Вред, нанесенный описанными выше кампаниями, которые пропагандировали скептические взгляды, затрагивает более обширные области и таит в себе опасность с точки зрения механизмов циркуляции научного знания. Ученые стали очень осторожны в оценке климатического и экологического риска из‐за страха перед нападками и обвинениями со стороны мейнстримных СМИ[653].

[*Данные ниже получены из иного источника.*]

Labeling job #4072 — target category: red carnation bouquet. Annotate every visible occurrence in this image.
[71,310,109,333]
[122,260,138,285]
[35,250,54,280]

Феномен «торговцев сомнениями» свидетельствует о том, что в обществе риска привычная роль независимого эксперта в области фундаментальных наук претерпевает серьезные изменения. Наряду со специалистами в тех или иных научных дисциплинах появляются профессионалы в нагнетании сомнений и неопределенности. Оказывается, сомнения можно генерировать и закупать, а полемика тоже продается. Однако не следует забывать, что эксперты МГЭИК или ученые, выступающие за охрану окружающей среды, работают в тех же условиях, что и специалисты консервативного толка. Любого эксперта можно обвинить в конфликте интересов или политической ангажированности. Наука всегда в определенной мере связана с чьими-то интересами, результаты всех научных исследований допускают разные варианты истолкования. Вполне можно ожидать, например, что те, кто заинтересован в продолжении производства каких-либо товаров или сохранении привычного порядка, будут подчеркивать риск, сопряженный с новыми предложениями, и попытаются затормозить внедрение новых решений.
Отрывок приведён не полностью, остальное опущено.